Kansas monarch expert questions butterfly's potential endangered species listing

"We need a ground-up sort of approach," said Chip Taylor.

By Brooks Hays
A monarch butterfly visits swamp milkweed. Photo by Derek Ramsey/CC.
A monarch butterfly visits swamp milkweed. Photo by Derek Ramsey/CC.

LAWRENCE, Kan., Jan. 6 (UPI) -- While beefier federal protections would likely be welcomed by most conservationists looking to save the monarch butterfly, one entomologist and monarch expert says the involvement of the federal government would be a step in the wrong direction.

In response to a petition encouraging stronger protections for the monarch butterfly, the U.S. Fish and Wildlife Service announced last week that it would begin a status review of vulnerable species. The move has been cheered by a number of environmental groups. But not by Kansas University professor Chip Taylor.

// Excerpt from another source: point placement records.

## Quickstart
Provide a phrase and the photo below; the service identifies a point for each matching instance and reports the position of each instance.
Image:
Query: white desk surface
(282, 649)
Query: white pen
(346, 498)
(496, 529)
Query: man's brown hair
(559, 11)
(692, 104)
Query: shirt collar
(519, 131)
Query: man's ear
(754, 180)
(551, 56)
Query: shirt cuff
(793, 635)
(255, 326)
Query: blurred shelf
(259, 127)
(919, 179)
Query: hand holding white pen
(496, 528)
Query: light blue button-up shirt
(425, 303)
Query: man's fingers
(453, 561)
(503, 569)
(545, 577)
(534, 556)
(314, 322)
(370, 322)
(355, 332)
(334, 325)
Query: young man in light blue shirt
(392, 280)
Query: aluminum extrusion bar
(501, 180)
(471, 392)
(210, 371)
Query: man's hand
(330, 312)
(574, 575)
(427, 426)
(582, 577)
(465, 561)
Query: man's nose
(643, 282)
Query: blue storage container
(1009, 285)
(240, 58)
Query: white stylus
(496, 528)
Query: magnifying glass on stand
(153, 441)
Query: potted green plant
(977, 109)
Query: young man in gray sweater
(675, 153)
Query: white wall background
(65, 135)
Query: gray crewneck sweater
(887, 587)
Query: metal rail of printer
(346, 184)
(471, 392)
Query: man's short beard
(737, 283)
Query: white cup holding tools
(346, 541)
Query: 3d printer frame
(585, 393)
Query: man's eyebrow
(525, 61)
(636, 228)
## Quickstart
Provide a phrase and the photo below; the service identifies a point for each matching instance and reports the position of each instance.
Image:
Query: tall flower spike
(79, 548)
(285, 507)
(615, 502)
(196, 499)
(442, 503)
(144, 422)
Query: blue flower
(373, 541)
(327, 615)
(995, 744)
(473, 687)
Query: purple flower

Taylor, the founder of Monarch Watch, says federal regulations would be a distraction from what's needed to save the monarch butterfly -- an upswell of grassroots activism.

"Nobody wants the government to tell them what to do with their property," Taylor recently told the Lawrence Journal-World. "The real challenge is to get the message out and get the public involved. This really is the way to go."

"We need a ground-up sort of approach," Taylor added. "This can be solved by large-scale public participation."

While planting milkweed -- the preferred feeding and mating locale for the butterflies, and the only plant the caterpillars that turn into monarchs will eat -- in backyards may be helpful, the species's recent decline has been largely blamed on habitat loss at the hands of industrial agriculture.


Though a monarch advocate declining federal conservation assistance might sound surprising, tensions between the Fish and Wildlife Service and the state of Kansas have grown increasingly strained since the agency designated the lesser prairie chicken as "threatened," making some land-use practices illegal.

But while federal conservation efforts may not always be to the liking of agricultural and business interests, the benefits to threatened and endangered species are pretty clear cut. A variety of iconic species have seen their numbers rebound as a result of a place on the endangered species list, including the gray whale, bald eagle, gray wolf, peregrine falcon and many others.

A study by Biological Diversity, a nonprofit conservation group, found that 93 percent of the plants and animals protected by the Endangered Species Act in the Northeast saw their numbers either stabilized or improved after being listed.